Mientras él hacía el trabajo duro, a mí me tocó enfrentarme a la pila de cadáveres, algunos de los cuales, aún con sangre fresca chorreando de sus costillas. "Una masacre colectiva" pensé. Se lo comenté, asqueado, a mi jefe.

- Tú limítate a limpiar el camino- me contestó-. No estoy dispuesto a perder la apuesta a causa de estar acompañado por un debilucho.

- Así que la apuesta sigue en pie, ¿verdad? Te mostraré lo que puedo lograr yo solo, sin tu ayuda y sin incentivo alguno. Te demostraré que no te necesito para lograr superar todos los obstáculos que me imponga la vida.

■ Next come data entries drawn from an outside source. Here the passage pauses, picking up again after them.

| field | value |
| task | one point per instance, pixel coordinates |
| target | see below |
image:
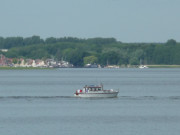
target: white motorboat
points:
(143, 66)
(95, 91)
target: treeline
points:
(94, 50)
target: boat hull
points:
(98, 95)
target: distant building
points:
(4, 50)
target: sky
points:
(125, 20)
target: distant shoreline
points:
(40, 68)
(22, 68)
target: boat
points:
(95, 91)
(143, 66)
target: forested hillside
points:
(94, 50)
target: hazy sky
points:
(125, 20)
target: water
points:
(41, 102)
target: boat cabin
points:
(93, 88)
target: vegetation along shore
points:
(76, 52)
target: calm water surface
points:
(41, 102)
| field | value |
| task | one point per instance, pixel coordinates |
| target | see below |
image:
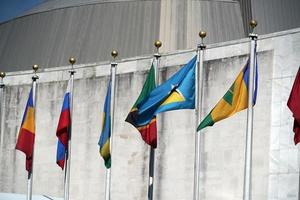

Con furia, retiré  uno de los cuerpos que hacía de base y la pila se desmoronó. Recogí los cadáveres caídos y los aislé del camino en un par de segundos. Mis manos se llenaron de sangre fresca y caliente, mas no me importó. Respiré unos segundos luego del exhautivo ejercicio para después refutar las palabras de mi jefe.

- ¿Quién es el débil ahora? ¿Acaso afirmaste que no lo lograría? Es una suerte para ti que estés viejo y yo, lo suficientemente cansado como para triturarte con mis propias manos.

- Tranquilo, campeón- el rostro de mi jefe se tornó risueño pese a todas mis amenazas y su voz adquirió otro matiz-. Sólo estaba intentando sacar el huracán destructor que llevas dentro. Tú vales más que una simple apuesta.

- Eso espero- dije, divertido, comprendiendo a la perfección las intenciones de mi jefe.

Y una vez el camino liberado y nosotros ya reconciliados, avanzamos por el pasadizo rumbo a lo desconocido. Las luces ya no iluminaban nuestro camino, sólo se veían como un resplandor a lo lejos. Si hubieran estado encendidas, no habríamos pensado que el ruido que hacían nuestras pisadas eran a causa de los extraños mosaicos. Afortunadamente, no veíamos nada.

Continuamos nuestra carrera por varios kilómetros. Lacy tenía miedo de que fueran a encontrarla, y ocultó lo más preciado que tenía en un magnífico laberinto: su vida.

Arribamos exhaustos hasta un sitio que parecía una enorme cueva y notamos que la pared se interrumpía de pronto. Comenzamos a explorar la zona con nuestro tacto, hasta que encontramos...

- Una bifurcación- decretó mi jefe, alarmado.